THE GHOST IN THE NOONDAY SUN is a Peter Sellers film almost no one has seen. Made in 1973 at the instigation of Seller and fellow Goon, Spike Milligan, the film seemed like a good idea on paper. The biggest comedy star in the world would make a comedy with the hottest director in the world. It was a can lose proposition, and money was thrown at the production before the script was locked down. However things went wrong from the start as the pirate ship central to the story sank when it arrived on location. As if things couldn't get worse Sellers arrived to begin shooting only to decide he didn't want to do the film any more and did everything he could to stop production. The film was finished but it broke numerous friendships, wounded director Peter Medak's career and left everyone stinging from their time in hell.

What exactly happened and why was something that director Medak has been trying to work out over the last forty odd years. In an effort to put it to rest and move on Medak revisits the film, talks to those still alive, and finds a treasure trove of information he was completely unaware of.

Medak says at the start that this is the sort of making of that is usually done either after everyone is dead or by people not involved in the film under scrutiny. He reckons that this maybe the first time someone involved with a story like this has gone back to see what went wrong. The result is a masterpiece of a film.

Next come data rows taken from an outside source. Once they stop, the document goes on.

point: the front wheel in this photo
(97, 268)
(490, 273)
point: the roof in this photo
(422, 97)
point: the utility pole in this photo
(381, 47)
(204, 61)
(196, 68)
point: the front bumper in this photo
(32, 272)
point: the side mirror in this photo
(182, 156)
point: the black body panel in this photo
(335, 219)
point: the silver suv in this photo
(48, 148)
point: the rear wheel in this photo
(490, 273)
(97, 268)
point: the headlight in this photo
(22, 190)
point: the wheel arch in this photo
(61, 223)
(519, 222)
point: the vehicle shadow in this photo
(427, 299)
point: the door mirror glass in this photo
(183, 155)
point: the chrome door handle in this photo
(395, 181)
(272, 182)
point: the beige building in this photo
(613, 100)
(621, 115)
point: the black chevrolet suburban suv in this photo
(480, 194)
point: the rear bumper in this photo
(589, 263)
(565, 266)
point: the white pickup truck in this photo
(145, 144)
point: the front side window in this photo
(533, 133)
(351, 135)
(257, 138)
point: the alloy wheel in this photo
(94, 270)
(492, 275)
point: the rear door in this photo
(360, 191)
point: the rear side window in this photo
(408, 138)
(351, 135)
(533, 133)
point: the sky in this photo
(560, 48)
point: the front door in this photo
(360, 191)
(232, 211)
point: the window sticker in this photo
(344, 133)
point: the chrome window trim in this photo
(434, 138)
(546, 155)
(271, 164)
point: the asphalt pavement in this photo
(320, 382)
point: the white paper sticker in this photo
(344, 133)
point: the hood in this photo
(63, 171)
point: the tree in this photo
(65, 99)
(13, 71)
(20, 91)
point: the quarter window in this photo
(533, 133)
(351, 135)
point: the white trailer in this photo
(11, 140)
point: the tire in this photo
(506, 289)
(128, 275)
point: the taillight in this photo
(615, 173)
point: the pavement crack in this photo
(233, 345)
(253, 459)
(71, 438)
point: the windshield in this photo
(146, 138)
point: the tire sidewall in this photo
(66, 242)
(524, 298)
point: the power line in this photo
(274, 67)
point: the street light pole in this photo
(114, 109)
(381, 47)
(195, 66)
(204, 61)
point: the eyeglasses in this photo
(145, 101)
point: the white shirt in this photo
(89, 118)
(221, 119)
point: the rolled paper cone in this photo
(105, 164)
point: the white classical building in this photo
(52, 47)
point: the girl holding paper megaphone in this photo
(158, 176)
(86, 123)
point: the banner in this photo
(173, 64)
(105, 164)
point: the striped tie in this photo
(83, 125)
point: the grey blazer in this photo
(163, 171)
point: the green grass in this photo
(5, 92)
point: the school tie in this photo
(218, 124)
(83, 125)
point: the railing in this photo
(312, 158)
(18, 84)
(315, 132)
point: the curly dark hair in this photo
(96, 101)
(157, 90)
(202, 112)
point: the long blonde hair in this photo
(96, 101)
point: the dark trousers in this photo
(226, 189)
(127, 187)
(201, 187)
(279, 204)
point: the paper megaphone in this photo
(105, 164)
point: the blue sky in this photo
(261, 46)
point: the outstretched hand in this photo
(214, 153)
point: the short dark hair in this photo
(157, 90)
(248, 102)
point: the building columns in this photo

The simple answer to what went wrong is Peter Sellers. Sellers was a comic genius but a deeply disturbed man who was known to be difficult. Medak thought he would have a fighting chance because he was friend, but he was dead wrong, Sellers was not giving quarter to anyone. Sellers was by all accounts functional, but mentally ill. He was moody, manic and prone to poor behavior. He had to be the center of attention, so when one of the first scenes filmed was found to be hysterical, despite his having no part in it, he wanted out of the film. Years later, when Medak met Sellers after years of estrangement he found Sellers would genuinely have no recollection of what actually happened.

Make no bones about it, this film makes it clear that people with mental illness need to be treated.

Medak has made a very complex film. There is a great deal going on and there is no way that I can hope to express how really good this film is or what all the threads are. We have the story of the film, of Medak's journey to find closure, a "you are there" look at Seller's and detailed look at how movies get made, a discussion of mental illness and a couple of others as well. All of them are tied together beautifully by Medak who makes every bit vital to understanding what happened. He has also created a film that will make you laugh out loud at the insanity of it and yet will reduce you to tears in the end. Frankly I need another time or two through to be able to really do the film justice. Its a feeling that has grown since I saw the film a few days ago since in thinking about the film I realized just how much Medak has put before us to ponder. This isn't just about a movie but about life on a larger level.

Bravo Mr Medak, Bravo.

I should let you know we also get a really good look at the mess of a film that is THE GHOST IN THE NOONDAY SUN. The film was actually finished and apparently kind of released in 1984. The film had been shelved after completion in part because so much was not filmed that the studio deemed it not finished, except it was as best as could be hoped to be finished.  The film, from what is in the documentary, looks really weird. It very much looks like insane Spike Milligan nonsense at Milligan's most WTF. When things were getting really bad Milligan, who wrote the screenplay, was rushed down to Cyrus to fix the script as they shot but he only made it less coherent and more surreal. (I've tracked down a copy for viewing down the road)

On it's own Peter Medak's THE GHOST OF PETER SELLERS is a must see for anyone who loves the movies. It is a wonderful look at film, at stars and what can go horribly wrong and how it can affect our lives. It is a hell of a tale expertly and grippingly told.